Because of the lightweight form-factor, it’s a very comfortable camera to hold, especially if you have small hands. Equipped with the kit 18-55mm II lens and a good neck strap, the camera will be a joy to bring with you on trips, walks or whatever events suit your fancy.
Because the camera is suited towards beginners, the available features on the camera reflect that. I keep comparing the D40x to the D80, which is because both cameras use extremely similar sensors and have identical performance stats. So when making a decision to get a camera in this price range, it’s between the D80 and D40x, if there are not other makes in the mix.
What’s the D40x lack, when compared to the D80? First and foremost, the D40x only has 3 focus areas, which was one of the biggest burdens on me, since I am used to seeing 11 with my D80. Eleven focus-areas will be appreciated by advanced-beginners and upwards, but as I mentioned before, new D-SLR users might not even know the difference and in effect, not care. It’s hard to use the D40x as a downgrade, though.
The D80 also offers a top screen on the camera which reflects all current information. Because the D40x has a small body, that had to be removed and all relevant info shifted to the LCD screen. This is fine given the reason for the move, but I found it to be a very clunky method of doing things. Changing the aperture for example, the f-stop on the screen would actually lag before making the change. It also takes a little while going through the on-screen-display to learn where everything is. It took me a full two minutes before I figured out how to change the camera to continuous-shooting mode for example.

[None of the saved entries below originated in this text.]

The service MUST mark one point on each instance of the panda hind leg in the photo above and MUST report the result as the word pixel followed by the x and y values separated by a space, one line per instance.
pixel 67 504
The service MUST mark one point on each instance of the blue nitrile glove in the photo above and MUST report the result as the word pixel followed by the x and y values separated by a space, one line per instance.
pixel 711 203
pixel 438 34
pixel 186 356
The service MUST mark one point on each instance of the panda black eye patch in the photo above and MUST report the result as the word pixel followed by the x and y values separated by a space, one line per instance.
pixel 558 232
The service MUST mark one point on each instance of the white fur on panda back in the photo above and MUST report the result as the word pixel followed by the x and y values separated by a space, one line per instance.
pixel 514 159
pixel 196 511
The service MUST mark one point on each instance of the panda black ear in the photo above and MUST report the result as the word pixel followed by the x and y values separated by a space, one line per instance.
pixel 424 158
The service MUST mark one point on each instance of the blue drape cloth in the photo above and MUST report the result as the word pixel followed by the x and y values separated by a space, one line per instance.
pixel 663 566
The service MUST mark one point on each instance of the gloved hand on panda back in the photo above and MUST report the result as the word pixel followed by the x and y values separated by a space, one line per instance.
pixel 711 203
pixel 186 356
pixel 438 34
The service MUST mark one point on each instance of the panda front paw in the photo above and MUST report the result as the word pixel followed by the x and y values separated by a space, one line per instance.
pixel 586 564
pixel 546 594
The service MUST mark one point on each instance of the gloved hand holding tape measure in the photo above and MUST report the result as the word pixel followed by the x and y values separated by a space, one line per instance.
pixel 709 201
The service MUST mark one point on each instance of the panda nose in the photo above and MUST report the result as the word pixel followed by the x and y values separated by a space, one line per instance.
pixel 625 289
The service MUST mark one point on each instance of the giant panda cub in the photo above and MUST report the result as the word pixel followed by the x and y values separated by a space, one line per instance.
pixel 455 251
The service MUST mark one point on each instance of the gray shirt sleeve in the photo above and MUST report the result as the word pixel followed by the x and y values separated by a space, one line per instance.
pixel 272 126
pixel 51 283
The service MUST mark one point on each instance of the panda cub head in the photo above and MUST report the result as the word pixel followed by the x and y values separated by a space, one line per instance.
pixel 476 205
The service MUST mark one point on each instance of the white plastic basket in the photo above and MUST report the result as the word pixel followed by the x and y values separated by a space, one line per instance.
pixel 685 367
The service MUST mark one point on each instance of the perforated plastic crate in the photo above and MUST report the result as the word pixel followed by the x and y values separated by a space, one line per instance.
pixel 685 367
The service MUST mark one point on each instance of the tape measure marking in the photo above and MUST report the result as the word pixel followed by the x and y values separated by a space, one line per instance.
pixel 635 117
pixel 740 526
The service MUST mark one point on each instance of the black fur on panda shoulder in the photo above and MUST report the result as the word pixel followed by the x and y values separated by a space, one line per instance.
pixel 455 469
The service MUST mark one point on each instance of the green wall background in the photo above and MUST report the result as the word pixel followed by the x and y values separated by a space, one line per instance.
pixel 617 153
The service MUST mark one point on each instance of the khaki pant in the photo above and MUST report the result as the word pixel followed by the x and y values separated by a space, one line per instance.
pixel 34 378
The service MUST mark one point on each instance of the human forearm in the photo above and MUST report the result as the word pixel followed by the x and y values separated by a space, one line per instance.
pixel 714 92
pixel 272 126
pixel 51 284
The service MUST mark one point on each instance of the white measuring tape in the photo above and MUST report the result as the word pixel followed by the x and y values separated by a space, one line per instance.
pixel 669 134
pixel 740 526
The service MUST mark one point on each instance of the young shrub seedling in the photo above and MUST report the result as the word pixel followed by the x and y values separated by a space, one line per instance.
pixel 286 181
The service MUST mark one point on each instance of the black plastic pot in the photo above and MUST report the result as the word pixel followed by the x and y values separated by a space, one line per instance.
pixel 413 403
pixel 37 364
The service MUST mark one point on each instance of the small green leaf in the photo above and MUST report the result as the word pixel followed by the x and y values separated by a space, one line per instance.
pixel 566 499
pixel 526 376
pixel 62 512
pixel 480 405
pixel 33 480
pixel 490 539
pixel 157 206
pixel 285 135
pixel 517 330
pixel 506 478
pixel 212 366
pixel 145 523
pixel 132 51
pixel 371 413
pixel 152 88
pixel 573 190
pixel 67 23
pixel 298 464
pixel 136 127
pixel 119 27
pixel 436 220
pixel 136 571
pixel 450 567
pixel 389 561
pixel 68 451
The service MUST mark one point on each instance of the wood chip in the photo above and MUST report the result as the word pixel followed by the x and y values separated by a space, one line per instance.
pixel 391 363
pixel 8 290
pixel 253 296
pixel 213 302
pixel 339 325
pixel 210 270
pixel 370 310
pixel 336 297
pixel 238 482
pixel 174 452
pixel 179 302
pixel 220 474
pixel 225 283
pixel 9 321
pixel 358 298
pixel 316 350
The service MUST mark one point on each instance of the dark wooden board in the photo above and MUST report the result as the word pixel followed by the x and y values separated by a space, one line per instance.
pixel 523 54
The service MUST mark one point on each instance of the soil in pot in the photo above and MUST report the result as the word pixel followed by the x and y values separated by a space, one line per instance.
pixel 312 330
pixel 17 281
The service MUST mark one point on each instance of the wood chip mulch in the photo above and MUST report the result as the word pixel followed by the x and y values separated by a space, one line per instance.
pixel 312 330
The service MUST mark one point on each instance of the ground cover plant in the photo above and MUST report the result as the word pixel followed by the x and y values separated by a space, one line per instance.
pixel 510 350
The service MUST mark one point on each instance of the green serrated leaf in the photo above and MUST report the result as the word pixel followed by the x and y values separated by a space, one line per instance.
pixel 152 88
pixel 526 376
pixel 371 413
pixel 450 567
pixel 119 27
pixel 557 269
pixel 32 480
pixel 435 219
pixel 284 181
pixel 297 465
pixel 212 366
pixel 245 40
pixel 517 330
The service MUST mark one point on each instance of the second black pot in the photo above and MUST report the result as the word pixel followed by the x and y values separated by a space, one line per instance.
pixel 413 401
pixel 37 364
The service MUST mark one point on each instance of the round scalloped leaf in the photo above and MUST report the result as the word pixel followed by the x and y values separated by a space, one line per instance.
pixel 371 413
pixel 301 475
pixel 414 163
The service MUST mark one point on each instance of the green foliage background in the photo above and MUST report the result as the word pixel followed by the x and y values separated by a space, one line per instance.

It boils down to this. The D40x accomplishes a lot, offers a wide-range of features and has great image quality. However, it lacks many of the pro options available on the D80, but in turn, many newer shooters may not deal with half of those. The camera also has a smaller frame, so it’s important to go give the camera a test-run at a photo shop prior to ordering one, just to make sure you know it will be comfortable to you. The D40x body retails for around $650, without lens.
The D80 offers all the features available on the D40x, except for the on-screen-display that displays all relevant shooting info. Instead, all of that information is found atop the camera on the screen, which is backlit capable. The D80 also has a larger frame, which I personally find to be far more comfortable. Depending on your hand size and/or strength, you might find one more comfortable than the other. Most importantly though, the D80 offers 11 focus-areas, while the D40x offers 3. The D80 retails for $875, without lens.
One factor I didn’t mention was that the D40x is fully compatible with Nikon’s usual D-SLR accessories, such as the ML-L3 wireless remote, used for shutter release without having to touch the camera. It’s one of the best $15 accessories you can buy for the camera, especially if you are looking to shoot portraits. For whatever reason, I found the D40x to be FAR more responsive to the remote than the D80 is.
If you are looking to get set up with a solid D-SLR setup, you can do so for just under $1,000. You can pick up the D40x body alongside the 18-55mm II lens + SB-600 speedlight for $930, before taxes. If you don’t require a speedlight (eg: never shoot indoors or in dark areas) then that will save you $180. Or for budget shoppers, you can purchase the SB-400 for $100, but lack the swivel feature of the SB-600.
When it comes to D-SLR, the options are endless, and you can easily spend hours figuring out what to purchase that fits within your budget. As it stands though, I highly recommend the D40x, as it offers many features and great image quality. Personally, I still enjoy the D80 more, for the reasons above. But if you find you are in a bind when choosing one, I highly recommend hitting up a local photography shop and giving each a small test. When you hand over ~$1,000, you want to make sure you will be happy with your purchase.